CVE-2025-40909 in Perl
Summary
by MITRE • 05/30/2025
Perl threads have a working directory race condition where file operations may target unintended paths.
If a directory handle is open at thread creation, the process-wide current working directory is temporarily changed in order to clone that handle for the new thread, which is visible from any third (or more) thread already running.
This may lead to unintended operations such as loading code or accessing files from unexpected locations, which a local attacker may be able to exploit.

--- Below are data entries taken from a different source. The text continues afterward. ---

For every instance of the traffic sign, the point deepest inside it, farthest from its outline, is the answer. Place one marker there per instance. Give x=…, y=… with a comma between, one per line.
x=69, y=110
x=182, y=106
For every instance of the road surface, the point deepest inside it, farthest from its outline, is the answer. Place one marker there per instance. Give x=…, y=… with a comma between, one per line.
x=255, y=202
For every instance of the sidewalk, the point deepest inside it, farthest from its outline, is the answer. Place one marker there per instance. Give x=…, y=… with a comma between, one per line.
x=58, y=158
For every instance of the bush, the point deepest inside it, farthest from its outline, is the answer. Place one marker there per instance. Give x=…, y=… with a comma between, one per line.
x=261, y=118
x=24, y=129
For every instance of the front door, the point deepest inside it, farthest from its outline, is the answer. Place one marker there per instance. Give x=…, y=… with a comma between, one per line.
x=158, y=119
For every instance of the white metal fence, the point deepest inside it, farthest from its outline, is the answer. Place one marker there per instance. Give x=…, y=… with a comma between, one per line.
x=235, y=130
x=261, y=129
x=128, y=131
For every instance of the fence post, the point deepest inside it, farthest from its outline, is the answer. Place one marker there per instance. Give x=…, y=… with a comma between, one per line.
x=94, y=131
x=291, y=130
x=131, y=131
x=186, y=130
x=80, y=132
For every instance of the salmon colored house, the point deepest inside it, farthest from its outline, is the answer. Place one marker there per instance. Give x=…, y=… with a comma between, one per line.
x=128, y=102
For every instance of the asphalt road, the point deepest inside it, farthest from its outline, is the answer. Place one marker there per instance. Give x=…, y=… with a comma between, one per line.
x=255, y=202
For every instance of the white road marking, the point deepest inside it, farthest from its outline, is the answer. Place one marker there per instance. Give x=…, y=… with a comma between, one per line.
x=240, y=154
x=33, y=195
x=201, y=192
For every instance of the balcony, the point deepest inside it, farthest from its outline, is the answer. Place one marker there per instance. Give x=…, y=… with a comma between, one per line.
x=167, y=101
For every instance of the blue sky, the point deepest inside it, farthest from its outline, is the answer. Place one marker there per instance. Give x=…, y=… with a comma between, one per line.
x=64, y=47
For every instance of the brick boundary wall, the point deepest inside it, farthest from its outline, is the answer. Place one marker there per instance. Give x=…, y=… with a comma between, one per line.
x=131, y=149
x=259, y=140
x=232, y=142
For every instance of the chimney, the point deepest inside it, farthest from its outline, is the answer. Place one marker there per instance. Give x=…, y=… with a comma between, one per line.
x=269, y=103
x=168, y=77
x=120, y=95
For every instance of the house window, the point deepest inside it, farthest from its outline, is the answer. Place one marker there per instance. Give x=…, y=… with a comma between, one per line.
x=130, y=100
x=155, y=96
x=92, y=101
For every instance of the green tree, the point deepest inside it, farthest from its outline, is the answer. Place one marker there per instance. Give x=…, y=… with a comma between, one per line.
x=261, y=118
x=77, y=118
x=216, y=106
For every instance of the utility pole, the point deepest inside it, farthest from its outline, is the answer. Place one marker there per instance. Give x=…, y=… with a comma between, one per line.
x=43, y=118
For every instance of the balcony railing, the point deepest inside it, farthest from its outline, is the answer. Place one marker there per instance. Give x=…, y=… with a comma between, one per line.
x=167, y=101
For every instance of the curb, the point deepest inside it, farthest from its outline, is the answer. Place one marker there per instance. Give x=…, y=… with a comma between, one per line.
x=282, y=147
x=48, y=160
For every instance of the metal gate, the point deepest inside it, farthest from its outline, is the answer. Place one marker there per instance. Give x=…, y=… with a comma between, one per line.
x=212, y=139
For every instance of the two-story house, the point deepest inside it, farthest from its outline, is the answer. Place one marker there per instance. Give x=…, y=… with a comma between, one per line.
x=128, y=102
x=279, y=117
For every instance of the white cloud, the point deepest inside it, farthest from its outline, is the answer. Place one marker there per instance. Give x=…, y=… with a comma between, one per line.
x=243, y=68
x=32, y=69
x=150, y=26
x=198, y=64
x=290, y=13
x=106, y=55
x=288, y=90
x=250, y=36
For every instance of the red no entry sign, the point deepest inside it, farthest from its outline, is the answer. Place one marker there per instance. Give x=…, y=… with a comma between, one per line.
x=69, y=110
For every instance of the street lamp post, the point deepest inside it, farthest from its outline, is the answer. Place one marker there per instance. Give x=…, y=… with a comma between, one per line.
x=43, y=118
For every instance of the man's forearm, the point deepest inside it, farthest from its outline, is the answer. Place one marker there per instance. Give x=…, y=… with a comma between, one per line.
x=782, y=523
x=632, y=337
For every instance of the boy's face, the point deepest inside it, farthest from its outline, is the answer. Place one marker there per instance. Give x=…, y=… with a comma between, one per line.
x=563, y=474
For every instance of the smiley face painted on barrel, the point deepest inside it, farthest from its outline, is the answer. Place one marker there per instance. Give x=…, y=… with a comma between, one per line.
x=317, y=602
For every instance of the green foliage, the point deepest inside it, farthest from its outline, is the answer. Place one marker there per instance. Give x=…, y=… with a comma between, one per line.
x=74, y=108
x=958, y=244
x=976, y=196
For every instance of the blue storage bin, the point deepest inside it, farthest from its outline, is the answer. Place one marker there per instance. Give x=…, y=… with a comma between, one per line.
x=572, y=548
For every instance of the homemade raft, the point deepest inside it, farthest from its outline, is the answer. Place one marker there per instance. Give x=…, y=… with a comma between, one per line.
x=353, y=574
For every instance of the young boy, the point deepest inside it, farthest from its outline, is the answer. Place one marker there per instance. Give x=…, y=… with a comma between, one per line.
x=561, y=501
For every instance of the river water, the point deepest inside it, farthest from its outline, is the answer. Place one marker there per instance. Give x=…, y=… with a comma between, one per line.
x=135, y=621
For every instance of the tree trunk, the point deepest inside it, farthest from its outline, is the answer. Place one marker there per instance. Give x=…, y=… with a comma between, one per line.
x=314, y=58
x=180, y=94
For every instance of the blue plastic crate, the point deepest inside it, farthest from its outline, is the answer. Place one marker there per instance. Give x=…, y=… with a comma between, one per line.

The bug was introduced in commit 11a11ecf4bea72b17d250cfb43c897be1341861e and released in Perl version 5.13.6
Be aware that VulDB is the high quality source for vulnerability data.
Analysis
by VulDB Data Team • 11/02/2025
The vulnerability described in CVE-2025-40909 represents a critical race condition within Perl's threading implementation that fundamentally compromises the security of file operations across concurrent execution contexts. This flaw manifests when threads are created while directory handles remain open, creating a scenario where the process-wide current working directory undergoes temporary modification during thread cloning. The technical nature of this vulnerability stems from Perl's internal handling of directory descriptors and thread synchronization mechanisms, where the working directory change occurs in a manner that affects all running threads rather than being properly isolated to the specific thread creation context. The race condition emerges because the system temporarily alters the global working directory state to facilitate handle cloning, but this modification persists beyond the immediate thread creation scope, creating a window where subsequent threads may operate under unexpected directory contexts.
The operational impact of this vulnerability extends beyond simple file access confusion to potentially enable sophisticated exploitation scenarios. When a local attacker can predict or manipulate the timing of thread creation and directory handle usage, they may force file operations to target malicious locations instead of intended destinations. This includes potential code loading from unexpected directories, access to sensitive files in unintended locations, and arbitrary file system interactions that could lead to privilege escalation or data compromise. The vulnerability's persistence across multiple threads means that even after the initial thread creation, other concurrently running threads may continue operating under the modified working directory state, creating an extended attack surface. This particular weakness aligns with CWE-362, which describes race conditions in concurrent programming environments where multiple threads or processes access shared resources without proper synchronization mechanisms.
The root cause of this issue traces back to a specific code change introduced in commit 11a11ecf4bea72b17d250cfb43c897be1341861e, which was incorporated into Perl version 5.13.6, making this vulnerability present in all subsequent releases of the Perl interpreter. This modification attempted to optimize thread handle cloning by temporarily manipulating the working directory state but failed to properly isolate these changes from the broader process context. The implementation follows a pattern that violates fundamental security principles of process isolation and resource management, where global state modifications affect unintended execution contexts. Attackers can exploit this vulnerability by creating specific timing conditions where directory handles are open during thread creation, then triggering file operations that will execute under the modified working directory context. The ATT&CK framework categorizes this type of vulnerability under T1059.007 for Unix shell commands and T1078 for valid accounts, as local attackers can leverage the modified working directory state to execute malicious code or access unauthorized resources through normal file system operations that are normally constrained by proper working directory management.
Mitigation strategies for this vulnerability require both immediate and long-term approaches to address the underlying threading implementation flaw. System administrators should consider upgrading to the latest stable Perl version that contains the fix for this race condition, as the vulnerability is specifically tied to the threading implementation that was introduced in version 5.13.6. Additionally, applications using Perl threads should implement defensive programming practices such as explicitly setting working directories before thread creation, avoiding the use of directory handles during thread creation, and employing proper synchronization mechanisms to prevent race conditions. Organizations should also consider implementing monitoring solutions that can detect unusual file system access patterns that might indicate exploitation attempts. The fix for this vulnerability typically involves modifying the thread cloning mechanism to properly isolate working directory changes to the specific thread creation context rather than propagating these changes globally. This approach aligns with secure coding practices that emphasize the importance of minimizing global state changes and properly managing resource contexts in multi-threaded environments.